DIM 100mg 60 capsules - Physiologics

Promotes Healthy Estrogen Metabolism*

HOW PATIENTS MAY BENEFIT

• Patented formulation designed to promote healthy estrogen metabolism*
• Stabilized, bioavailable form of Diindolylmethane (DIM®)

PRODUCT DISCUSSION
PhysioLogics DIM (bioavailable 3,3-Diindolylmethane) is a patented, stabilized formula that helps promote cellular health and supports the enzymatic basis of healthy estrogen metabolism.*

STRUCTURE AND FUNCTION
The compound 3,3-Diindolylmethane is a dietary indole which occurs naturally in Brassica vegetables. Brassica vegetables are also known as cruciferous vegetables and include broccoli, cauliflower, cabbage, turnips, kale and brussels sprouts. These vegetables are considered by many scientists to be among the most metabolically healthful foods because of their unique profile of naturally occurring biochemicals. Diindolylmethane is a stable dimer (double molecule) of indole-3-carbinol (I3C), which is generated upon hydrolysis of glucobrassicin, the indole glucosinolate in Brassica vegetables. Dehydration of I3C results in a mixture of oligomeric products, including diindolylmethane. Diindolylmethane has been shown to have beneficial enzymatic interactions in vitro, which is believed to help mediate its positive effects on estrogen metabolism.*

CLINICAL EVIDENCE

• A randomized, double-blind, placebo controlled, clinical study analyzed healthy estrogen metabolism in 20 postmenopausal women. Subjects were given either 108 mg/day of Diindolylmethane as DIM® or a placebo. DIM® treated subjects showed a significant increase in levels of 2-hydroxyestrone (p=0.020) and diindolylmethane (p=0.045), and an increase of 47% in the 2-hydroxyestrone/16-alpha hydroxyestrone ratio (p=0.059). Based on these results, the authors concluded that DIM® had positive effects on estrogen metabolite ratios. (Dalessandri et al, 2004)
• In a double-blind, placebo-controlled, crossover study, 33 subjects received 60 mg of DIM® or placebo per day in four divided doses.

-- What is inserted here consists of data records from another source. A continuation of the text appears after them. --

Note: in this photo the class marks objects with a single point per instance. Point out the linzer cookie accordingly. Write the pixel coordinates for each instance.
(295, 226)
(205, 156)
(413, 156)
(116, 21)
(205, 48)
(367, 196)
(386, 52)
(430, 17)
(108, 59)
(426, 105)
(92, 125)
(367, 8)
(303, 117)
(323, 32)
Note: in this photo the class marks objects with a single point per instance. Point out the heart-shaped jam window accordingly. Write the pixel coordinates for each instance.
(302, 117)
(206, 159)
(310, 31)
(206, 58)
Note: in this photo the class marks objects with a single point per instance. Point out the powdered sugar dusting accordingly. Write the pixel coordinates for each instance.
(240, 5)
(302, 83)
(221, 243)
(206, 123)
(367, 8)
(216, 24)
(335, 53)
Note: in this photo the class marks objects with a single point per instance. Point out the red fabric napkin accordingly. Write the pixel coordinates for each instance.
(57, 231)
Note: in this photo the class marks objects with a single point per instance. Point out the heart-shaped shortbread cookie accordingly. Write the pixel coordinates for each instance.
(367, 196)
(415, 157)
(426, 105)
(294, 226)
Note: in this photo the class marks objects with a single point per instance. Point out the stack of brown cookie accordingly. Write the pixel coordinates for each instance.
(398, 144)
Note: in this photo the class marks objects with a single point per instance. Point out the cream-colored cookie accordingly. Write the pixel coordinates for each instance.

Each study period lasted three months. At three months, a significant positive effect was observed on estrogen metabolism in the treatment group. No significant effect was observed in the placebo group. (Zeligs et al, 2005)

SUMMARY
PhysioLogics DIM® utilizes BioResponse-DIM®, a bioavailable form of Diindolylmethane, that helps promote healthy estrogen metabolism and cellular health.*

SUGGESTED DOSAGE
For adults, take one (1) capsule with a meal up to three times daily or follow the advice of your health care professional.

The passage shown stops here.